Even while fighting with a bought of bronchitis Director Paul Schrader was kind enough to take a few minutes out of his day to answer some questions for his upcoming film, Dog Eat Dog, featuring Nicolas Cage and Willem Dafoe. The crime thriller makes its way to select theaters in NY and LA on November 4th and will be available to purchase on digital and VOD on November 11th.
I’ll try to make this quick and painless for you. I wanted to start off by saying you’ve got a hell of a movie and I thoroughly enjoyed it. It’s got a lot of energy to it, a lot of experimentation and play to it. It feels like something from a young director with a lot of gusto. How do you, as someone who’s been doing this for a few decades now, keep things so fresh?
I started by wanting to get into another crime film because I wanted to work with Nic (Cage) again. I was just sort of thinking about, how do you do a crime film today? Particularly with such an old-fashioned plot; three ex-cons and a final job. It’s after Scorsese, after Tarantino, after Guy Ritchie, so what do you do? Besides the only thing, you could do is just be bold and imaginative. I had final cut, I said to my crew we can do anything we want. Let’s use that freedom, be fearless.
Was there anything that ultimately attracted you to this project? Especially knowing that it is something similar to what’s been seen before?
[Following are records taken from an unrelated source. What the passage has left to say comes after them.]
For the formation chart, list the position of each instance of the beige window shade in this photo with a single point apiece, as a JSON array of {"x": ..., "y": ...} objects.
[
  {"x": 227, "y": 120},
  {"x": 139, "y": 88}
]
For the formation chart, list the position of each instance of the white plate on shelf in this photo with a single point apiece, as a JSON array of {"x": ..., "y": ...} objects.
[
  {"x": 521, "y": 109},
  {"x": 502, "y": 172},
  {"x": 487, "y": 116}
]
What originally attracted me was the fact that I got to do it with Nic but then I had to figure out how to do this. I thought it would be important to get in front of the viewer’s expectations, like with the opening scene, and just keep warping and changing and switching, every time you think you know where it’s going it goes somewhere else. One of the things I wanted to do in this genre film is (to) make each thing not necessarily follow the next.
You’ve worked with Nic (Cage) and Willem (Dafoe) before, Willem several times even. What about these actors makes you want to continue to work with them?
Well, both Nic and Will have a unique skill that allows them to play characters that are highly unlikeable but you like watching them play those characters. So you get a kind of enjoyment from watching them play the kind of characters you don’t like. Not all actors have that.
Having things like final cut, do you also get a final say in distribution details? Like this film having a simultaneous theatrical and digital/VOD release? And either way, how do you feel about that?
You put in your input, you don’t have a say. The new model is---why we’re going to film festivals, why we’re doing press, why we’re doing these retrospectives, is not to make a lot of money in the theaters. It’s to become #1 on VOD opening weekend. That’s our goal. That’s the new goal, with a film of this range.
Do you feel the way things are heading with the industry and that kind of mindset is a positive or negative? How does it affect you as a filmmaker?
It’s neither positive nor negative, it’s an evolution. There will still be theatrical ambitions. It will become a more and more niche business, like opera or jazz, rock, and roll even. It will be there for certain things, but the 20th-century concept of movies being a theatrical experience is just that, a 20th-century concept.